La última encuesta de Discapacidades ofrece datos reveladores para confeccionar el retrato robot de estas personas: Mujeres (tres de cada cuatro cuidadores) de entre 45 a 64 años que residen en el mismo hogar que la persona a la que presta cuidados (79%) y son sobretodo españolas, porque aunque han ganado presencia e importancia, sólo el 7% de los cuidadores principales son extranjeros.

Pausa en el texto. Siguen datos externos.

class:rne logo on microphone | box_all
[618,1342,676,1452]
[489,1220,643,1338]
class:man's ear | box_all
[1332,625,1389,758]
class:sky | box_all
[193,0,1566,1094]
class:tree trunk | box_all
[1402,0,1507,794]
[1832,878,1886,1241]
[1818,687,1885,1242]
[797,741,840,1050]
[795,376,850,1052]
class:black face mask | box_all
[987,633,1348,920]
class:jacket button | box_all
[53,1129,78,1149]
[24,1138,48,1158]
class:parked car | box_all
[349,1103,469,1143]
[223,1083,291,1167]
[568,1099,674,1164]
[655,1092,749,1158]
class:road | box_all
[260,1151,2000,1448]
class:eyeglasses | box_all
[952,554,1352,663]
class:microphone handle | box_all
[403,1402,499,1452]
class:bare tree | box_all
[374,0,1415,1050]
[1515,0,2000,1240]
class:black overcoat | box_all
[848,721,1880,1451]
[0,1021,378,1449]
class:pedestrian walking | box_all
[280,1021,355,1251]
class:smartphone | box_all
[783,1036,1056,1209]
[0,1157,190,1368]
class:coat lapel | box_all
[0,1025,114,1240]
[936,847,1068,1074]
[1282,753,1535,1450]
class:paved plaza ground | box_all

En otra ocasión hablé de la mujer sándwich, a caballo entre dos generaciones a las que debe prestar sus atenciones: sus hijos que no se han ido todavía de casa y sus padres, o los de sus maridos, que reclaman ayuda. Algunas trabajan fuera del hogar; otras no pueden hacerlo porque el cuidado de los dependientes a su cargo consume buena parte de su tiempo. Son mujeres de gran fortaleza moral que se agotan en tareas interminables de atención a los discapacitados físicos o mentales que cuando trabajan deben resolver su grave problema de conciliación sin apenas tiempo para el ocio.
Ya sé que estos no son buenos tiempos para casi nada, pero este asunto de las cuidadoras domésticas hay que resolverlo cuanto antes: o buscando alternativas suficientes fuera del hogar familiar o remunerando con suficiencia y prontitud un trabajo que excede el de los calendarios laborales más rigurosos.